O álcool, ou o que sobrou dele, também remete à melancolia de um fim de festa em “Epílogo”, uma das instalações que a artista Valeska Soares levou à sua retrospectiva em cartaz na Pina Estação.
Numa das salas do museu do centro paulistano, velhas mesas com tampo espelhado servem de descanso para centenas de taças, copos e jarras, alguns deles brilhando no sol de inverno que entra pelas janelas com as últimas gotas de champanhe, rosé e outros drinques abandonados.
Uma inclinação romântica, ou lamento por laços desfeitos, atravessa toda a obra dessa artista. As bordas douradas e padrões florais cavados no cristal das taças multiplicados ali pelos espelhos dão ar de joia frágil aos escombros de uma comemoração fugaz.
Esse teatro estático de Soares, que na abertura da mostra deixou que convidados provassem as bebidas arranjadas ali e largassem os restos como parte central de seu trabalho, acaba se tornando uma operação nostálgica —um antídoto reluzente à erosão dos sentidos provocada pela festa.
Quem passeia pelas galerias do museu se depara com as provas de um encontro que já não é mais, a colisão de corpos e desejos materializada num acúmulo inerte de transparências e brilhos sobre as mesas.
O cinema, a exemplo do próximo Festival de Toronto, também reflete essa sensação de ressaca.

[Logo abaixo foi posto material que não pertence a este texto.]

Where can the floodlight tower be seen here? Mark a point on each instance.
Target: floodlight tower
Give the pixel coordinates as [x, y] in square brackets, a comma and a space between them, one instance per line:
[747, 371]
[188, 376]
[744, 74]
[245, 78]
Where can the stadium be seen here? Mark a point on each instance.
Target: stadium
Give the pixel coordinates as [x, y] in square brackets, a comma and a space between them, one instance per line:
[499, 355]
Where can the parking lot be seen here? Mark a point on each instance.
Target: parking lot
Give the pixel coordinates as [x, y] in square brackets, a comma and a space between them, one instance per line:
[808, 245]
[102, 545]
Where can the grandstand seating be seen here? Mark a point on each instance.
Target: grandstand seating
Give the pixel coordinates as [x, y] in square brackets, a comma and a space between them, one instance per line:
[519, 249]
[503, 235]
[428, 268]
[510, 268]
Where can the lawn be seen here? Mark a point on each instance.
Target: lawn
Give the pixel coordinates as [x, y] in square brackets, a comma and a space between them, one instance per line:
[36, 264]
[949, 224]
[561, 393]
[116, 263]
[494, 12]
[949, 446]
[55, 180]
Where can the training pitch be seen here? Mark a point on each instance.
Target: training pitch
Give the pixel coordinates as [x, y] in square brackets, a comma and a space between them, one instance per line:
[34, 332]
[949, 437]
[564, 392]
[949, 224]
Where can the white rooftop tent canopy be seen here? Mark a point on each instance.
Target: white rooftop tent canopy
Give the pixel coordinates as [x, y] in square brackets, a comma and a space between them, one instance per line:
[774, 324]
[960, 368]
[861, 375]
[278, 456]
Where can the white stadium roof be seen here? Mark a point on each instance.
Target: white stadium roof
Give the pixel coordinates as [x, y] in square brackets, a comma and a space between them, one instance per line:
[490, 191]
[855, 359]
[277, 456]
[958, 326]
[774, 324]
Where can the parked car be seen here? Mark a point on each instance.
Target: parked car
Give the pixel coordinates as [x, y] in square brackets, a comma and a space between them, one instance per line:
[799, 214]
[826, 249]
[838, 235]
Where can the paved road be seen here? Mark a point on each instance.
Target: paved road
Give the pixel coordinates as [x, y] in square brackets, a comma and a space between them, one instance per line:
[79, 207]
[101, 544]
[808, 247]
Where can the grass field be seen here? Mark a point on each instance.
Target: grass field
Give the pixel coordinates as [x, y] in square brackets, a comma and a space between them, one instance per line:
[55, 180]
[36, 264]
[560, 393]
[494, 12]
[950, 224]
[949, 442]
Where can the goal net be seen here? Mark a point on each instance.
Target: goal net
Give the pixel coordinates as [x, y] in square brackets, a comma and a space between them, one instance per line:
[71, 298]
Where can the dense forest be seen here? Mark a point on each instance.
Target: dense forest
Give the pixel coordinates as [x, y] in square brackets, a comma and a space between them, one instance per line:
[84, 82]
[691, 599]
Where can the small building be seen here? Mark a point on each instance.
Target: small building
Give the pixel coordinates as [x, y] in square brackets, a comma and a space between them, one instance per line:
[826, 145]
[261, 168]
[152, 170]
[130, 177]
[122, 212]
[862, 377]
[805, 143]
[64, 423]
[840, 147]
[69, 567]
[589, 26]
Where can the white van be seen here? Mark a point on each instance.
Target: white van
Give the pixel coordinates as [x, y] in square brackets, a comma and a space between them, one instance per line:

Mesmo produções agora em cartaz entraram na onda, como “A Festa”, obra da diretora britânica Sally Potter.
No filme em preto e branco, um jantar entre amigos marcado para celebrar a nomeação da anfitriã para um alto cargo no governo aos poucos caminha para o teatro do absurdo, com revelações de intrigas, doenças e infidelidades.
Enquanto os conflitos emergem, a comida no forno pega fogo, a rolha rebelde de uma garrafa de champanhe estoura vidraças e alguns dos convidados quase trocam tiros.
Na cultura atual, a festa aos poucos se torna metáfora para uma zona limítrofe entre a ordem e o caos, o ponto de passagem para um estado de nervos como fios desencapados.